Нарцисс и Златоуст
Шрифт:
Помимо этого, было еще и другое лицо, которое жило в его душе и все же не совсем ему принадлежало, которое он страстно мечтал когда-нибудь запечатлеть и воплотить в художественном образе, но оно каждый раз ускользало и скрывалось от него. Это было лицо матери. Лицо это уже давно не было таким, каким оно, после разговоров с Нарциссом, однажды снова явилось ему из забытых колодцев памяти. Дни странствий, ночи любви, времена, когда он томился тоской, когда жизни его угрожали опасность и смерть, постепенно изменили лицо матери, сделали его выразительнее, глубже и многограннее; это уже не был образ его собственной матери, из красок и черт этого лица мало-помалу возник безличный образ Матери, образ Евы, матери человеческой. Подобно тому как мастер Никлаус в ряде своих мадонн запечатлел образ скорбящей Божьей Матери, добившись совершенства и выразительной силы, которые казались Златоусту непревзойденными, так и сам он надеялся когда-нибудь, достигнув зрелости, создать образ всечеловеческой Матери, прообраз Праматери Евы, который жил в его душе как самая древняя и дорогая для него святыня. Но этот внутренний образ, бывший когда-то воспоминанием о его собственной матери, символом любви к ней, непрерывно менялся и рос. К первоначальному образу добавлялись черты цыганки Лизы, черты дочери рыцаря, Лидии, и еще многие женские лица; но не только лица женщин, которых он любил, входили в этот образ, его изменяли и придавали ему новые черты всякое потрясение, любой опыт и любое переживание. Ибо образ этот, если бы Златоусту удалось когда-нибудь сделать его зримым, должен был изображать не конкретную женщину, а саму жизнь в облике Праматери. Часто ему казалось, что он видит его, иногда он являлся ему во сне. Но об этом лице Евы и о том, что оно должно было выражать, он не смог бы сказать ничего, разве только что в нем должно воплотиться внутреннее родство наслаждения жизнью с болью и смертью.

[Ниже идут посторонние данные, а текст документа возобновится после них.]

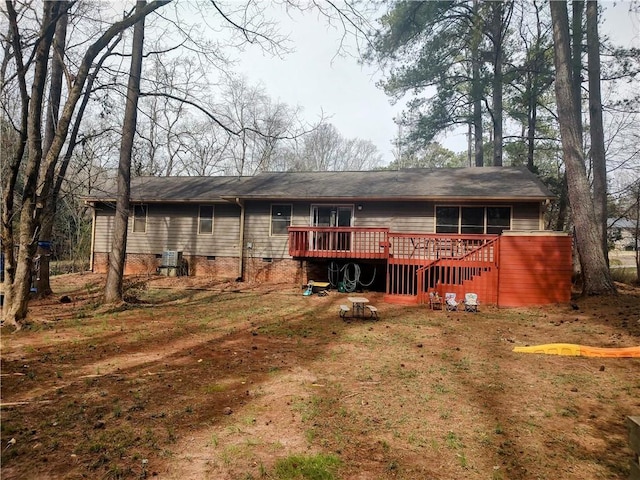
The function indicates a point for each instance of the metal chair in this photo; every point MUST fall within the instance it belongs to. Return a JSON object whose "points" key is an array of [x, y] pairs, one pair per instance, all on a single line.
{"points": [[450, 302], [435, 302], [471, 302]]}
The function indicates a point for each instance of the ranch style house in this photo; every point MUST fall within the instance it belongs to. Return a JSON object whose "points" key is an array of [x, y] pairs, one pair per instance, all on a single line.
{"points": [[409, 232]]}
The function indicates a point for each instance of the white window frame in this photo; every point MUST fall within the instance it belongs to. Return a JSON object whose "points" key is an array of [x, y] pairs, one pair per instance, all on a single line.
{"points": [[485, 217], [200, 218], [271, 218]]}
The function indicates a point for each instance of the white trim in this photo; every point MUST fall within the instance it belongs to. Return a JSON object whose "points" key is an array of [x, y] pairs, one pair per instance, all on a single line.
{"points": [[213, 210], [290, 205], [146, 217]]}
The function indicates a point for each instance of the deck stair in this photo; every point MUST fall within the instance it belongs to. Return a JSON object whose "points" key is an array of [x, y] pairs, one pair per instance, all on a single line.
{"points": [[445, 265]]}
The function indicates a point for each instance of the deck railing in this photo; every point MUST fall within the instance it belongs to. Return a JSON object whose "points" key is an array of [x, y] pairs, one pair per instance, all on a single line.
{"points": [[339, 242]]}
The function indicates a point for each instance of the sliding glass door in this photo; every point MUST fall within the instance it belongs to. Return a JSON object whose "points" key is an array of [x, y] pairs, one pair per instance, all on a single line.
{"points": [[332, 216]]}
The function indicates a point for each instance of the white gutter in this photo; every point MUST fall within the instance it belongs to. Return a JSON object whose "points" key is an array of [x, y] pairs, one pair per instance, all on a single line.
{"points": [[93, 237], [240, 203]]}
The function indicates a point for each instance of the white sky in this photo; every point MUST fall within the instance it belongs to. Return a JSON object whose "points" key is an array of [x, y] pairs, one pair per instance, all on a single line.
{"points": [[317, 80]]}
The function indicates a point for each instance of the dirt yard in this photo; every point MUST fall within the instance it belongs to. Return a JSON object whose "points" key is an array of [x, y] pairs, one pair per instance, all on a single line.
{"points": [[197, 380]]}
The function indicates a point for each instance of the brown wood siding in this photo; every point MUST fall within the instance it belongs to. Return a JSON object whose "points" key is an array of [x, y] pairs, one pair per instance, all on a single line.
{"points": [[257, 230], [175, 227], [534, 270], [400, 217], [526, 216], [104, 219]]}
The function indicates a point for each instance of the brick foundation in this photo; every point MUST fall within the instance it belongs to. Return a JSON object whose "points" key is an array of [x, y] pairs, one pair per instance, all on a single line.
{"points": [[278, 270], [222, 268]]}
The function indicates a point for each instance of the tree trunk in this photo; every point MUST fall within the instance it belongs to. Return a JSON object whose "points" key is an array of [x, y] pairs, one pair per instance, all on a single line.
{"points": [[596, 129], [577, 34], [17, 294], [113, 290], [595, 272], [31, 213], [43, 286], [496, 21], [476, 88]]}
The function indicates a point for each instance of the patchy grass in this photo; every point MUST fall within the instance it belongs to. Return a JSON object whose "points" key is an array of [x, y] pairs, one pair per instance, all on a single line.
{"points": [[206, 380]]}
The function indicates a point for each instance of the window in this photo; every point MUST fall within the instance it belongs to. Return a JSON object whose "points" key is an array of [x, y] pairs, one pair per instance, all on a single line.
{"points": [[498, 219], [447, 219], [140, 218], [205, 219], [280, 219], [472, 220]]}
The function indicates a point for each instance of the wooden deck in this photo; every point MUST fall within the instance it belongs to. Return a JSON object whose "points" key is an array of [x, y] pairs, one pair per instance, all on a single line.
{"points": [[339, 242], [530, 270]]}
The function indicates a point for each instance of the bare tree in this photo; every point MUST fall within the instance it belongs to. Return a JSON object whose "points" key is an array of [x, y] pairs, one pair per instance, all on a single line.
{"points": [[325, 149], [596, 126], [113, 287], [595, 272], [36, 187]]}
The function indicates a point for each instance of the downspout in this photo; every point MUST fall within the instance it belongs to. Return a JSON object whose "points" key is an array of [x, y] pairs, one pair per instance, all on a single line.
{"points": [[240, 278], [93, 237]]}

За год Златоуст многому научился. В рисовании он быстро добился изрядной уверенности, и наряду с резьбой по дереву мастер Никлаус иногда позволял ему попробовать свои силы в работе с глиной. Первой его удачей была фигурка из глины, высотой добрых две пяди, это была ласкающая глаз, очаровательная фигурка маленькой Юлии, сестры Лидии. Мастер похвалил эту работу, но отказался выполнить желание Златоуста — отлить ее в металле; скульптура показалась ему лишенной целомудрия, слишком светской, и он не хотел быть ее крестным отцом. Затем пришел черед Нарцисса, Златоуст взялся воплотить его образ в дереве, причем в образе апостола Иоанна; в случае удачи Никлаус хотел включить эту скульптуру в группу, изображающую распятие Господне, на которую он получил заказ и над которой уже давно работали оба подмастерья, чтобы затем отдать ее мастеру для окончательной доводки.

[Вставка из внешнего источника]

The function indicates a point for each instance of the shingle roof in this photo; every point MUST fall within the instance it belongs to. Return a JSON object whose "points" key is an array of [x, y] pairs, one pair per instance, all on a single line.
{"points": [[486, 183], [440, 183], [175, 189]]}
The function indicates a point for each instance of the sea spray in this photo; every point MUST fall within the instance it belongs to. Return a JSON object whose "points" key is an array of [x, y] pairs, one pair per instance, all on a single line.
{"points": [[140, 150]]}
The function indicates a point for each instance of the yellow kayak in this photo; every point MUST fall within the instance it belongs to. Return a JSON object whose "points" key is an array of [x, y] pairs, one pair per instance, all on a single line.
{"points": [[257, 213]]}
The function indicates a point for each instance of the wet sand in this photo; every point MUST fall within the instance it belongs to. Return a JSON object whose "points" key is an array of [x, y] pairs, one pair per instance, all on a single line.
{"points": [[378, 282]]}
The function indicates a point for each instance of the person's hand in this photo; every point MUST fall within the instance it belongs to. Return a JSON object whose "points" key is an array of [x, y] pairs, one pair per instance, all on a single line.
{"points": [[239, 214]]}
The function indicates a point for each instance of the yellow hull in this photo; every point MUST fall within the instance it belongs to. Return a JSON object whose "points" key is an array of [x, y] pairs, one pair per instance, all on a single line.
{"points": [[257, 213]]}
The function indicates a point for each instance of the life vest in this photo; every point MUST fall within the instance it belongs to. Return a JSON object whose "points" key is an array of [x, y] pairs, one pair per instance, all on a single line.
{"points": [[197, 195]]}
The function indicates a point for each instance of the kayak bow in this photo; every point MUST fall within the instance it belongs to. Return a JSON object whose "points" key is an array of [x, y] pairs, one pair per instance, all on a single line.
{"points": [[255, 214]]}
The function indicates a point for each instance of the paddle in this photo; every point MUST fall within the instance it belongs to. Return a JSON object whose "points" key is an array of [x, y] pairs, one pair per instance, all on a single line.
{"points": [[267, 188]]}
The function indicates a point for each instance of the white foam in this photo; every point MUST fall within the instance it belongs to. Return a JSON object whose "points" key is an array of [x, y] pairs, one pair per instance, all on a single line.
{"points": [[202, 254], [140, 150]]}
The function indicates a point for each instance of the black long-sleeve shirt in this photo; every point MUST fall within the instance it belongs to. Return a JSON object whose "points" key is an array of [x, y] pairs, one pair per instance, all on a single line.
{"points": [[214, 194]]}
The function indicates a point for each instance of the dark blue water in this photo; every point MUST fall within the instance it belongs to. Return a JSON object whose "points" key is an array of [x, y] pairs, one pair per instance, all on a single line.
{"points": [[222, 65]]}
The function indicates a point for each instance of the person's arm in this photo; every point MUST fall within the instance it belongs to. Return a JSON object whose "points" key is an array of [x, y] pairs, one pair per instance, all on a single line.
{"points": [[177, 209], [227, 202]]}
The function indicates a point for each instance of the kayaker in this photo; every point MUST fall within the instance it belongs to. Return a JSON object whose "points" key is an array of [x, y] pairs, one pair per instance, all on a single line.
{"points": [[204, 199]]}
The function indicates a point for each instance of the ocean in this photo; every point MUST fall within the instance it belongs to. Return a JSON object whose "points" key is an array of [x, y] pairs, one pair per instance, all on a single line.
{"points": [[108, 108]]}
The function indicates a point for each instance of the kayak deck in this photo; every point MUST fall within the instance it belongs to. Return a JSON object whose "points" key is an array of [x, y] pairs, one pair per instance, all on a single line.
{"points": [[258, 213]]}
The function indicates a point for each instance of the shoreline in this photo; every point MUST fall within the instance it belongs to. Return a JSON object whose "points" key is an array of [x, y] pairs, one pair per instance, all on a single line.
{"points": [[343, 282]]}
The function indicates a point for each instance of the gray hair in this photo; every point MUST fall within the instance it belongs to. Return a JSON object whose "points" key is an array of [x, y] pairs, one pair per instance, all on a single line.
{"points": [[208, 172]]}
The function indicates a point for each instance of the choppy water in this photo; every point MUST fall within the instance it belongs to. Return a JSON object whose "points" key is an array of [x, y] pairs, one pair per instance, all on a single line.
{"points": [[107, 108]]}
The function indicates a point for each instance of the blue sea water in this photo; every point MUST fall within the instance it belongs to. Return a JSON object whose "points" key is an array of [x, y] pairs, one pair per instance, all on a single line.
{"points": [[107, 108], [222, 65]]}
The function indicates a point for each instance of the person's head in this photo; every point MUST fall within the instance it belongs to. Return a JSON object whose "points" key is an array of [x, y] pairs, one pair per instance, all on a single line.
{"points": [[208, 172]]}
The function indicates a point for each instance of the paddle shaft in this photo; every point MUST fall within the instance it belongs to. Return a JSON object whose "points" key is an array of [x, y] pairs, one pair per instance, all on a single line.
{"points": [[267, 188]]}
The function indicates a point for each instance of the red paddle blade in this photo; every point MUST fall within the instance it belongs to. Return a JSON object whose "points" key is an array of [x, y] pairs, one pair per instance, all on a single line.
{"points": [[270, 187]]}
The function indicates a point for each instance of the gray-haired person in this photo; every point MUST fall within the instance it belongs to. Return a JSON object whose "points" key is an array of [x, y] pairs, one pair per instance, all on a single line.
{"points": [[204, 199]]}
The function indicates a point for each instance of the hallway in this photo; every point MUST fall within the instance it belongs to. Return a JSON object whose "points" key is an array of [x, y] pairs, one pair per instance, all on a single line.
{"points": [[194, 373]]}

Над фигурой Нарцисса Златоуст трудился с глубокой любовью, в этой работе он снова обретал самого себя, свое призвание художника и свою душу, а ведь ему не раз случалось выбиться из колеи, такое бывало довольно часто: любовные приключения, танцы во время праздников, дружеские попойки, игра в кости, нередко и потасовки столь сильно увлекали его, что он целыми днями, а то и по несколько дней не заглядывал в мастерскую или же, расстроенный и недовольный, маялся над работой. Однако над своим апостолом Иоанном, чей задумчивый и такой любимый лик все отчетливее проступал в дереве, он работал самоотверженно и только в те часы, когда был готов к этому. В эти часы он бывал ни весел, ни печален, не знал радостей жизни, но и не терзался мыслью о бренности бытия; в сердце его снова поселялось то благоговейное, ясное и чистое чувство, с каким он когда-то отдавался другу и радовался его наставничеству. Не он стоял здесь и по собственной воле создавал скульптуру; скорее, это был другой, скорее, Нарцисс воспользовался его руками художника, чтобы вырваться из бренности и текучести жизни и запечатлеть свою сущность в чистом образе.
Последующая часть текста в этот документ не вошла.